If CSF sTREM2 levels are reproducibly associated with the onset of cognitive decline, this biomarker could have significant value in AD diagnostics and drug trials. Current clinical CSF diagnostics evaluate levels of Aβ42, tau, and ptau. The combination of low CSF Aβ42 and high tau/ptau is consistent with the presence of AD pathology, but it is not specific—it may occur either in patients with dementia due to AD or preclinical AD. Addition of sTREM2 to CSF testing may improve our ability to determine whether mild cognitive problems are due to AD or other etiologies. CSF sTREM2 levels could also be helpful in AD drug trials. Biomarkers are being used as endpoints as well as enrollment criteria in some clinical trials. If CSF sTREM2 is reliably associated with the onset of cognitive decline, reduced sTREM2 levels in drug‐treated individuals with preclinical AD could indicate a favorable drug effect. Additionally, drugs for AD may be most effective when given at a particular stage of the AD process. Individuals who have abnormal biomarkers for amyloid, tau/ptau but normal CSF sTREM2 may be at an earlier stage of the AD process than individuals with abnormalities in all three biomarkers. If CSF sTREM2 further refines our ability to stage AD, this would allow us to evaluate which drugs are most appropriate for patients at various stages of the AD process.
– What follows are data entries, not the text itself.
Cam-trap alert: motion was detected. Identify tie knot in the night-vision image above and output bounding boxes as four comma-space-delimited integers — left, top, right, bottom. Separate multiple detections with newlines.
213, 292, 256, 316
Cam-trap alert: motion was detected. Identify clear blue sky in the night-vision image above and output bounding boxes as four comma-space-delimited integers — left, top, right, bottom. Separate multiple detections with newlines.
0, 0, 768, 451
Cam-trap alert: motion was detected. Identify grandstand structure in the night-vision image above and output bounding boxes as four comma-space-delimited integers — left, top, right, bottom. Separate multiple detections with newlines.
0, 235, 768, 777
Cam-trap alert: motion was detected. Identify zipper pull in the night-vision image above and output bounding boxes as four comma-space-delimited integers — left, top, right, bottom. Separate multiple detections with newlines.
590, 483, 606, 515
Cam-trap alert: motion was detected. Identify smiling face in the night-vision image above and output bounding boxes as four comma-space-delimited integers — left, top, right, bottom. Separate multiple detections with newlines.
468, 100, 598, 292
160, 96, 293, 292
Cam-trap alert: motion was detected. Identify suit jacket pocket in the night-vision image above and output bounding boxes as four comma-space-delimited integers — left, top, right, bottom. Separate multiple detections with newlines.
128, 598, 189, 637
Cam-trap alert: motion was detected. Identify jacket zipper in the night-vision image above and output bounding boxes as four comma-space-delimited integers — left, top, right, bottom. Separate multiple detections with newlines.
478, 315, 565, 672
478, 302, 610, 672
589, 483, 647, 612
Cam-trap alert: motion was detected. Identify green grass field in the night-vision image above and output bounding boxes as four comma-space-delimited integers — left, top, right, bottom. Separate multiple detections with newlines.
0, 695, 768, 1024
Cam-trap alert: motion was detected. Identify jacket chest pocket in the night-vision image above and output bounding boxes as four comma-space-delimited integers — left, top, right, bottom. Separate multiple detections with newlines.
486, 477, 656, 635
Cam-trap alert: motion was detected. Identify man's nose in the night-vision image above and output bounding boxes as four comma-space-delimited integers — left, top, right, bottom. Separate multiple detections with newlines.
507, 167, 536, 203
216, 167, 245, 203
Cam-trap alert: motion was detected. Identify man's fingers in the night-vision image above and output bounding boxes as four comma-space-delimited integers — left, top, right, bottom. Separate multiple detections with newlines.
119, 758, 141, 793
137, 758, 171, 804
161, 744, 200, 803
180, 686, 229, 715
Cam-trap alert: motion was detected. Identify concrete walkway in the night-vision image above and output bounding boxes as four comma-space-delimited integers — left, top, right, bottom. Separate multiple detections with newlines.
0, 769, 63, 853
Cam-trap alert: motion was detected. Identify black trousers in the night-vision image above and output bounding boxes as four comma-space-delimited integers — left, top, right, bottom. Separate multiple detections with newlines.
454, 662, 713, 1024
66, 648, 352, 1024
If additional studies confirm the results of Suárez‐Calvet et al (2016), CSF sTREM2 levels may be an important biomarker that represents some of the biological events that connect amyloid deposition and neurofibrillary tangle formation to cognitive decline. A biomarker that marks the transition from preclinical AD to dementia could have a major impact on our ability to understand, diagnose, and treat this formidable disease.